11. Popovic, D., Reinares, M., Goikolea, J.M., Bonnin, C.M., Gonzalez-Pinto, A., & Vieta, E. (2011). Polarity index of pharmacological agents used for maintenance treatment of bipolar disorder. European Neuropsychopharmacology. Vieta, E., Suppes, T., Eggens, I., Persson, I., Paulsson, B., Brecher, M., and trial 126 study investigators. (2008). Efficacy and safety of quetiapine in combination with lithium or divalproex for maintenance of patients with bipolar I disorder (international trial 126). Journal of Affective Disorders 109 (3), 251-263. Deeks, E.D. (2010). Risperidone long-acting injection: in bipolar I disorder. Drugs 70 (8), 1001-1012.
Editor's Notes
#4: The APA took the initiative to promote the idea of Psychologists being able to write prescriptions. This is what started the whole controversy over the matter. Patients can find much relief from their symptoms when using some form of medication for their illness. We spend a lot of time researching the medications before we use them. We test items such as how well they relieve the symptoms the patient experiences and how likely they are to experience an episode again.
#5: Lithium has been proven to be effective for both manic and depressive episodes (Tanious & Malhi, 2011). Has also been helpful in lowering the suicide rate in bipolar patients (Johnson, Wang, Sun, McEwen, Chatterji &Young, 2009). Unfortunately, lithium does have a downside. The delay in effectiveness can be a long one. For manic episodes it can take 6 to 10 days for full effectiveness (Tanious & Malhi, 2011). In a depressive state it can take even longer; with an average between 6 to 8 weeks (Tanious & Malhi, 2011)! A study on rats showed that lithium can help reduce stress in the brain, the amygdala to be exact (Johnson, Wang, Sun, McEwen, Chattarji, & Young, 2009). The lithium helped in the rats that were given stress, but there was no affect on the others (Johnson, Wang, Sun, McEwen, Chattarji, & Young, 2009).
#6: Quetiapine is often mixed with lithium to treat bipolar patients. One study combined it with lithium and a similar drug known as divalproex to test the drug as a mood stabilizer (Vieta, Suppes, Eggens, Persson, Paulson, Brecher, etc., 2008). The study showed that adding the Quetiapine delayed the times between episodes meaning it was helpful in stabilizing the mood of the patient longer (Vieta, Suppes, Eggens, Persson, Paulson, Brecher, etc., 2008). A 4 year study was done to see which medication was the best as a mood stabilizer. There were 6 treatment groups and each individual was evaluated once a month during the study (Altamura, Mundo, DellOsso, Tacchini, Buoli, & Calabrese, 2008).
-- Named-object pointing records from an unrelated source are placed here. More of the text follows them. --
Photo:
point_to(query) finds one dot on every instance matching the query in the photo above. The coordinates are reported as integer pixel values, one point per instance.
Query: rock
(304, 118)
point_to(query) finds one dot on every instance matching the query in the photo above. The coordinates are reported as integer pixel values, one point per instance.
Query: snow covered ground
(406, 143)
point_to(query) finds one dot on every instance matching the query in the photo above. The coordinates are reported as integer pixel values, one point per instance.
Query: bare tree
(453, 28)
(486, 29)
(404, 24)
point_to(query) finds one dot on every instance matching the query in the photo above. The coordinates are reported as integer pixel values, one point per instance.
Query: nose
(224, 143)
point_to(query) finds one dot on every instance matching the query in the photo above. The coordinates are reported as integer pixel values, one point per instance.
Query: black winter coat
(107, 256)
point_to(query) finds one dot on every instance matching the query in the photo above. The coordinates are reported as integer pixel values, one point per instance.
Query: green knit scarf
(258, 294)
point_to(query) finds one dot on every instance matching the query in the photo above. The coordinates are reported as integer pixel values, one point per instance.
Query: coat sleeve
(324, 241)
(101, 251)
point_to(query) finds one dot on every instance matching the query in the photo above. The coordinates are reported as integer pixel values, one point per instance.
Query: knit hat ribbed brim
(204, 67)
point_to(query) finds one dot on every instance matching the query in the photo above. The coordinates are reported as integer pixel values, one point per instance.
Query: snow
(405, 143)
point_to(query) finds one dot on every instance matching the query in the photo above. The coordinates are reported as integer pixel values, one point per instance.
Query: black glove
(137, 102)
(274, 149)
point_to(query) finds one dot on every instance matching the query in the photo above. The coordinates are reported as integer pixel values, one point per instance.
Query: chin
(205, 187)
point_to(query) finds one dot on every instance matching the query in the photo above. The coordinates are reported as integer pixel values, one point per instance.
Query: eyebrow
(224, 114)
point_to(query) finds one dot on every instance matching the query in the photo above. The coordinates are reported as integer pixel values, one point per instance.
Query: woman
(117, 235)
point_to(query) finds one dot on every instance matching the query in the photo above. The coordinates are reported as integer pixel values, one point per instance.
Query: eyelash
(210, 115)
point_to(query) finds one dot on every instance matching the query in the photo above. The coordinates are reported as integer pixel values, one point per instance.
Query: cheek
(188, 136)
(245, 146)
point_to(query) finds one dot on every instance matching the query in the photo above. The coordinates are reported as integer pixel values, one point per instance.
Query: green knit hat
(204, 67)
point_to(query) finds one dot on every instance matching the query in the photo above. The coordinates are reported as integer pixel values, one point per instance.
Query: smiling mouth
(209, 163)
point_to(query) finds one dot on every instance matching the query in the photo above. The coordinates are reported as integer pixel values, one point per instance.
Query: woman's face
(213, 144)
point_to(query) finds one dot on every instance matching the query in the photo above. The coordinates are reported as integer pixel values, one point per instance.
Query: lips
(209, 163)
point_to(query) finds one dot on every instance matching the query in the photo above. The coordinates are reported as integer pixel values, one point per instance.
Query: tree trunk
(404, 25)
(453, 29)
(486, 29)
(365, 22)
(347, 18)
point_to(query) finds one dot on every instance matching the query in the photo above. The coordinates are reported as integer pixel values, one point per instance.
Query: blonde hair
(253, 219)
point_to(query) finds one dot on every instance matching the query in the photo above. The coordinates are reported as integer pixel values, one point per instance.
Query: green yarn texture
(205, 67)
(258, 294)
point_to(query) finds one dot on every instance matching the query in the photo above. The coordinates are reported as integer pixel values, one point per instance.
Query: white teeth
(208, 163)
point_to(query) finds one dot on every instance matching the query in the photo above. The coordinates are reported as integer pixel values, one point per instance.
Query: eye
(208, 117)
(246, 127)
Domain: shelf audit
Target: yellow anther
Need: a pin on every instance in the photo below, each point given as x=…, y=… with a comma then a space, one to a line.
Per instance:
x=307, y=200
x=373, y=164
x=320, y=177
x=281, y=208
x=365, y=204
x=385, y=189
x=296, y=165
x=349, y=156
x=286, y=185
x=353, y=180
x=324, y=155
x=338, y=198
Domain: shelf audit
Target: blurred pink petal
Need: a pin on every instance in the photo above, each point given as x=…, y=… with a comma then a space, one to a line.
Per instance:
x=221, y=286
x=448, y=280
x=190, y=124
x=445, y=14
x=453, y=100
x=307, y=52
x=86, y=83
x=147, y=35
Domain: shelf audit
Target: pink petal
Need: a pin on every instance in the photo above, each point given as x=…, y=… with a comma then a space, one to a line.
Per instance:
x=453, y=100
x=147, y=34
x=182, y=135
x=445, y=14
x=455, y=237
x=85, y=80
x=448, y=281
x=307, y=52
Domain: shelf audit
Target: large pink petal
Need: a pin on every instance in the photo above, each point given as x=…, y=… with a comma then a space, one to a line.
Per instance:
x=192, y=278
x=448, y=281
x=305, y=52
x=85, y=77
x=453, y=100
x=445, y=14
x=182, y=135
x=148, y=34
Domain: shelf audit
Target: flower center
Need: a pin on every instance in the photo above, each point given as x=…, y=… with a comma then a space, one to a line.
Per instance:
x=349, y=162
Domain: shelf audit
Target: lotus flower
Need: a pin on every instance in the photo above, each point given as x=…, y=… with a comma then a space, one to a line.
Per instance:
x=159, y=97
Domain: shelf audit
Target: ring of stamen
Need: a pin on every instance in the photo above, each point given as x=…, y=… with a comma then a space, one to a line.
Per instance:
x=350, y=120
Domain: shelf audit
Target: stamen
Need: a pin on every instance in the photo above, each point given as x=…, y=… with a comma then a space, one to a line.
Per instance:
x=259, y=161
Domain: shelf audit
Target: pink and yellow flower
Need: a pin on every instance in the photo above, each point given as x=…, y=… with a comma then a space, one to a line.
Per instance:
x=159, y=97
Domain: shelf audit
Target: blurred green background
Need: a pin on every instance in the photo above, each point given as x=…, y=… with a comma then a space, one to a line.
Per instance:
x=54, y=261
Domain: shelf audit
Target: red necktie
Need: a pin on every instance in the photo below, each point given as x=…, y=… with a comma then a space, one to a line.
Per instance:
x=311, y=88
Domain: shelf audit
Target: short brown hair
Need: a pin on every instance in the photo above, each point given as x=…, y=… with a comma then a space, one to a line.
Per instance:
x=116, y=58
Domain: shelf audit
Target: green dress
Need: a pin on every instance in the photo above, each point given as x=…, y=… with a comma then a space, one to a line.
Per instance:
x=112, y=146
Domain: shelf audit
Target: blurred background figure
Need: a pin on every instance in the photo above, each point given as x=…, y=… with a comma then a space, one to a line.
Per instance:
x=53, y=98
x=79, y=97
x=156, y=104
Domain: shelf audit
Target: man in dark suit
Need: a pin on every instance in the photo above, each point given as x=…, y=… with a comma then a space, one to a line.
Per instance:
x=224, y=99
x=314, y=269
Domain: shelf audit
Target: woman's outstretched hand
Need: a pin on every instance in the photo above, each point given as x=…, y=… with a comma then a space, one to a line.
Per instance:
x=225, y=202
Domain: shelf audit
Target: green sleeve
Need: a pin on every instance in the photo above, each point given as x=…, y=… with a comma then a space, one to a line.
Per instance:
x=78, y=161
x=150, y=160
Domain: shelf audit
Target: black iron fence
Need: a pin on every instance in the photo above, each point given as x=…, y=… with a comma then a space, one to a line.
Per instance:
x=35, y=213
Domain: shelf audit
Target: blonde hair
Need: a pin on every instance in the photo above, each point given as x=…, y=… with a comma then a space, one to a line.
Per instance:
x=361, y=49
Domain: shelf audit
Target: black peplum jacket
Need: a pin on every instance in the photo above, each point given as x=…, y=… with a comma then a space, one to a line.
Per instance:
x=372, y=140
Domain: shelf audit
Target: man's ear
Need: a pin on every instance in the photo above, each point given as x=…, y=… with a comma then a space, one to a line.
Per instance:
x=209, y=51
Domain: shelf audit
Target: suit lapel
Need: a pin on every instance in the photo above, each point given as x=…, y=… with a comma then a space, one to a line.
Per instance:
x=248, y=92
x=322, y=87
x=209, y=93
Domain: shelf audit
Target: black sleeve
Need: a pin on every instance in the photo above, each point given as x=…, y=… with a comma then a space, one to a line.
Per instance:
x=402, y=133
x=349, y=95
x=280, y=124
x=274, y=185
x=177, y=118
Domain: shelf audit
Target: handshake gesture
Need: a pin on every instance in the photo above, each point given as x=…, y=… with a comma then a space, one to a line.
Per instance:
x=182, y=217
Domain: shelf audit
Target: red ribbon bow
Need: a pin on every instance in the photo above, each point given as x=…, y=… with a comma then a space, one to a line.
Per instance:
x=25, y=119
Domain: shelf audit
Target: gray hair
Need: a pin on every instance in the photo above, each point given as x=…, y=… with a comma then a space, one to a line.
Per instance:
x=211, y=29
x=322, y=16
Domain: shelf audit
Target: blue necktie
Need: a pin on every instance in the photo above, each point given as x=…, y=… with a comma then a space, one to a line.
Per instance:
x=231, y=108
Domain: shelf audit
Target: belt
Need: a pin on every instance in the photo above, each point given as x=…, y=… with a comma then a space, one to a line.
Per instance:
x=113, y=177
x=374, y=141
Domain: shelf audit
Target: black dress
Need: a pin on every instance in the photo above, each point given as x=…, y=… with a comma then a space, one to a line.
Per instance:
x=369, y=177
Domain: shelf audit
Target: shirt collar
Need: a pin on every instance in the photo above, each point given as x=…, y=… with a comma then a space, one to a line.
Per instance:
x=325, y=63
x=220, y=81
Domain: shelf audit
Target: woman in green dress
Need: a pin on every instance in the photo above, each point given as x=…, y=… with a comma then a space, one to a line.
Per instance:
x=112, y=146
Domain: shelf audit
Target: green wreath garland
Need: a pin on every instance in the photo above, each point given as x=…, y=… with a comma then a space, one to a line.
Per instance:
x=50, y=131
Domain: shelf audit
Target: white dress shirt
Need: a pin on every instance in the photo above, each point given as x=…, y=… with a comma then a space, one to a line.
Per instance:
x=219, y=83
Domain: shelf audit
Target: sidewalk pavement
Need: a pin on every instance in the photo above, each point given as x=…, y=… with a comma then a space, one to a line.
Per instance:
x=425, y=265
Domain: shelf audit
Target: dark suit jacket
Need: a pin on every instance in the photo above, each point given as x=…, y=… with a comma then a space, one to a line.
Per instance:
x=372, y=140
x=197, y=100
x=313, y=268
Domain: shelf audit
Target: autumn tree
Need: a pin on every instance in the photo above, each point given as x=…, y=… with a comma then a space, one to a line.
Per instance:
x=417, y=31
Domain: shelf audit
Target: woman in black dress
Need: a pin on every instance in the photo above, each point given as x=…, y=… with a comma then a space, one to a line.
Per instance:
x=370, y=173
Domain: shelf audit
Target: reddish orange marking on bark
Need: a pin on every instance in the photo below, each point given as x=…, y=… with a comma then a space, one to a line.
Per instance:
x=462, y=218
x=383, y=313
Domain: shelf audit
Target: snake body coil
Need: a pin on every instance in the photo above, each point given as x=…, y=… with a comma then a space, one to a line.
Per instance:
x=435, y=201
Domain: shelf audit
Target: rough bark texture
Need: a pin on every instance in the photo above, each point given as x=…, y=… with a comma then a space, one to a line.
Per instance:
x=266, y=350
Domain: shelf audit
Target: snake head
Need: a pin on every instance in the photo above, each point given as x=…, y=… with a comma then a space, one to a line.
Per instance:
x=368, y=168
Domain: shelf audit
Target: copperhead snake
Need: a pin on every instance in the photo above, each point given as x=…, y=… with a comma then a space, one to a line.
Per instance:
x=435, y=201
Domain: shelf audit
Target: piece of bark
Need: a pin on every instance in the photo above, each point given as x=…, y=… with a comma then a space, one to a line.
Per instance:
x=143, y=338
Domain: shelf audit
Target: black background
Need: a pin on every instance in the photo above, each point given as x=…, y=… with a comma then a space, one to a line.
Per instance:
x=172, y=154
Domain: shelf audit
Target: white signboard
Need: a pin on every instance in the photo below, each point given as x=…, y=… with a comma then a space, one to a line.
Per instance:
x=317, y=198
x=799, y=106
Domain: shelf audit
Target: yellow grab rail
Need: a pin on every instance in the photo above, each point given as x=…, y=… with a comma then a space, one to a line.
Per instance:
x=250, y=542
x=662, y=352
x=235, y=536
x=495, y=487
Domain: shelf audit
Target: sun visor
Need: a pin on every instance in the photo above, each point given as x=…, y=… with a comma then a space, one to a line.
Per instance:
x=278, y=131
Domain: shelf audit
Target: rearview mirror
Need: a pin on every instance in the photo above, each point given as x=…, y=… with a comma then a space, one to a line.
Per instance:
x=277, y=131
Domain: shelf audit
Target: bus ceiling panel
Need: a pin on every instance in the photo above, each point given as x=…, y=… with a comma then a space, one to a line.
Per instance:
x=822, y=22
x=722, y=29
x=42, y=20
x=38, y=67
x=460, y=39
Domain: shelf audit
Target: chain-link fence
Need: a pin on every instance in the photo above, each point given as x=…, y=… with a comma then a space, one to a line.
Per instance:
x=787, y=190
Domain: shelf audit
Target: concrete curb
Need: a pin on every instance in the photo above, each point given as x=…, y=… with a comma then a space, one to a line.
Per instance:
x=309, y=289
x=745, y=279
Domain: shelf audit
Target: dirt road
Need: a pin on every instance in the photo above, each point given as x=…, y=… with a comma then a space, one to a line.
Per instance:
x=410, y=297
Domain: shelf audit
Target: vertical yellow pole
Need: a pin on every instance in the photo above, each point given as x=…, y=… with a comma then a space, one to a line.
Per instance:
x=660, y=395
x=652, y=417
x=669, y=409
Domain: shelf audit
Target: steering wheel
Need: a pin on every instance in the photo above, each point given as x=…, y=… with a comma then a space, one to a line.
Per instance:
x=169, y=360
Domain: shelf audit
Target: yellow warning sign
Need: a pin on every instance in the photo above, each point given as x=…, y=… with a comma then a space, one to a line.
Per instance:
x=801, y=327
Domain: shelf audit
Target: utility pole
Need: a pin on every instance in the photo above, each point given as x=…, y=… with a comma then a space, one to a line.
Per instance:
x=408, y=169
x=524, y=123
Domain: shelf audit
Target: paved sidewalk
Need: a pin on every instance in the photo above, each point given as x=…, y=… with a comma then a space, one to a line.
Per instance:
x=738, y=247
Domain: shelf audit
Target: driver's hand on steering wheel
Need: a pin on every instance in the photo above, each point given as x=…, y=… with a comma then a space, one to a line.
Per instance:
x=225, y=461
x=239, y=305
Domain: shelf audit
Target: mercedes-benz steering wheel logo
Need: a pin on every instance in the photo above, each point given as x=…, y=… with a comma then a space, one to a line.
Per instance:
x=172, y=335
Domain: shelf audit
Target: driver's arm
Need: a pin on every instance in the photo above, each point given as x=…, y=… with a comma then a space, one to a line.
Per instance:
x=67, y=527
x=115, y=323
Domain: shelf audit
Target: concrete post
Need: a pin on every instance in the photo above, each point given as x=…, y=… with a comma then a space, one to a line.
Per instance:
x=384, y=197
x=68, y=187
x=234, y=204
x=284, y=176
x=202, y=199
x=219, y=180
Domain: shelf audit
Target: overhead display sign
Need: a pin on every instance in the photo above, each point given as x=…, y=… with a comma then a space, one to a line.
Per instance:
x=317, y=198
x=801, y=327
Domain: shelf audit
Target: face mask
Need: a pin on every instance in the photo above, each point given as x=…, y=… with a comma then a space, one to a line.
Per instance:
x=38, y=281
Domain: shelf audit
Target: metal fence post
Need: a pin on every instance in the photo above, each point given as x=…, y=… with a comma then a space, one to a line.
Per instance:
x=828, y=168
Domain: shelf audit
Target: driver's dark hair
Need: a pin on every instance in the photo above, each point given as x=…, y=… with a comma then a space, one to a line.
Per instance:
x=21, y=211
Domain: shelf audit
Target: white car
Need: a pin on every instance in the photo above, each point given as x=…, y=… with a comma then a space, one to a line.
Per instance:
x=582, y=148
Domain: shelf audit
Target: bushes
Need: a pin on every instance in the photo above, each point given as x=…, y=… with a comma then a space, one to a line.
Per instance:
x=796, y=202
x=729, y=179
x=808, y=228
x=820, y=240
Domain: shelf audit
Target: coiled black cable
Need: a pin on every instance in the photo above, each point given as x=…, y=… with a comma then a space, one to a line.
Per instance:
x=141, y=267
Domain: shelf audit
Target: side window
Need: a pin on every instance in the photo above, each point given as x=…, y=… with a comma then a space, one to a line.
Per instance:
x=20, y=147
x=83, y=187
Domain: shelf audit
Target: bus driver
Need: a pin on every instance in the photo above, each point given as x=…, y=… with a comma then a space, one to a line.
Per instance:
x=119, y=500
It was discovered that Quetiapine alone was very effective, but the most effective was the combination of lithium and quetiapine (Altamura, Mundo, DellOsso, Tacchini, Buoli, & Calabrese, 2008).
#7: There are two types of Antidepressants used in this study; tricyclic and Non-tricyclic (Koszewska & Rybakowski, 2009). More mood conversions were linked to women rather than men (Koszewska & Rybakowski, 2009).
#8: A study was done using Risperidone in two forms; an oral medication and an long-acting injections (Deeks, 2010). The long-acting injection was proven to be very beneficial as a maintenance treatment for bipolar disorder (Deeks, 2010). Risperidone combined with lithium is also very effective (Deeks, 2010).
#9: A study was done using lithium and venlafaxine to see which one the phenomenon was more likely on (Amsterdam & Shults, 2009). It showed us that tachyphylaxis was likely to happen in both treatments equally (Amsterdam & Shults, 2009). This shows us that we need to watch out for tachyphylaxis and that most of these medications are not meant to be used for a long period of time (Amsterdam & Shults, 2009). They would need to be altered when signs of tolerance were evident.